If I poked myself with a knife and possibly got blood on it; does it have to be kashered.
related: judaism.stackexchange.com/q/1680/603– MenachemDec 15, 2011 at 16:42
(I need to provide sources, I know.)
There's talk about whether a slaugher knife remains fully kosher, but that discussion is always about whether the blood heat of the animal (did you know that the duck as the highest internal temperature of kosher animals in the literature?) "cooks" the blood into the knife. Human blood heat is certainly less than "yas soledes bo" (the temperature at which your hand would get uncomfortable), so the blood doesn't get cooked or otherwise driven in. Just wash the knife really clean, and you're fine.
(Weirdly enough, human blood is only a rabbinic prohibition, not Biblical. But the reason the knife is okay here is because it didn't absorb.)
I thought it was a goose.– Isaac Moses ♦Apr 26, 2010 at 1:42
I'm thinking of R' Shlomo Zalman Auerbach's determination of "yad soledes bo" temperature, where he works with duck blood temperature as still not yad soledes bo, and reckons that a duck could get to about 113 F. I could be mistaken; where's the discussion about goose?– ShalomApr 26, 2010 at 2:43
I guess I remembered wrong.– Isaac Moses ♦Apr 26, 2010 at 12:59
The consumption of human presents a number of halachic problems/prohibitions but they are not related to kashrus strictly speaking.

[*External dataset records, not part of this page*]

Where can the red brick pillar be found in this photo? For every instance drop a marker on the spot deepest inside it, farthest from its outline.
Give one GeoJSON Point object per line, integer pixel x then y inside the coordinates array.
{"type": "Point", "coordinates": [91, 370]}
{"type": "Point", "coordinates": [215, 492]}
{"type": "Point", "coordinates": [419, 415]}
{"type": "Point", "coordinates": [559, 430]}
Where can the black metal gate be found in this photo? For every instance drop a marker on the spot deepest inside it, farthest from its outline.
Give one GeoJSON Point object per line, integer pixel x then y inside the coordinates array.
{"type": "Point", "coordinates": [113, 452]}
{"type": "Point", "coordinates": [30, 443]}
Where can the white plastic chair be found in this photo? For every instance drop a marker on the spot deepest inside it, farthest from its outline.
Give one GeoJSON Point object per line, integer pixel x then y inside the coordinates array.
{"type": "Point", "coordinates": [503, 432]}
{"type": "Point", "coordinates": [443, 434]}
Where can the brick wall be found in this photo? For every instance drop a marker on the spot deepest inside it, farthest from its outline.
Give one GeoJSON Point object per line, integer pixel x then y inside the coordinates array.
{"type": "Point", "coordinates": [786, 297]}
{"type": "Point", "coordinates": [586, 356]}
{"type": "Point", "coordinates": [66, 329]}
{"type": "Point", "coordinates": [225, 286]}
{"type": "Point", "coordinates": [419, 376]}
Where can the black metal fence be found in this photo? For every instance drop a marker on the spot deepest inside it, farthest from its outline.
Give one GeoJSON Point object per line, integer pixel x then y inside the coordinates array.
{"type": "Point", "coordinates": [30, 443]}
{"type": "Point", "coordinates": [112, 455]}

Human blood is prohibited because of Maris Ayin, it is not even strictly speaking a "Rabbinic prohibition". As such there is, I believe, no concept of tam k'ikkar (the taste is like the forbidden substance). As such while it is prohibited to eat bread which has blood from one's gums on it, such blood would not impart a forbidden taste to utensils. (Shulchan Aruch, Yoreh Deah 66:10)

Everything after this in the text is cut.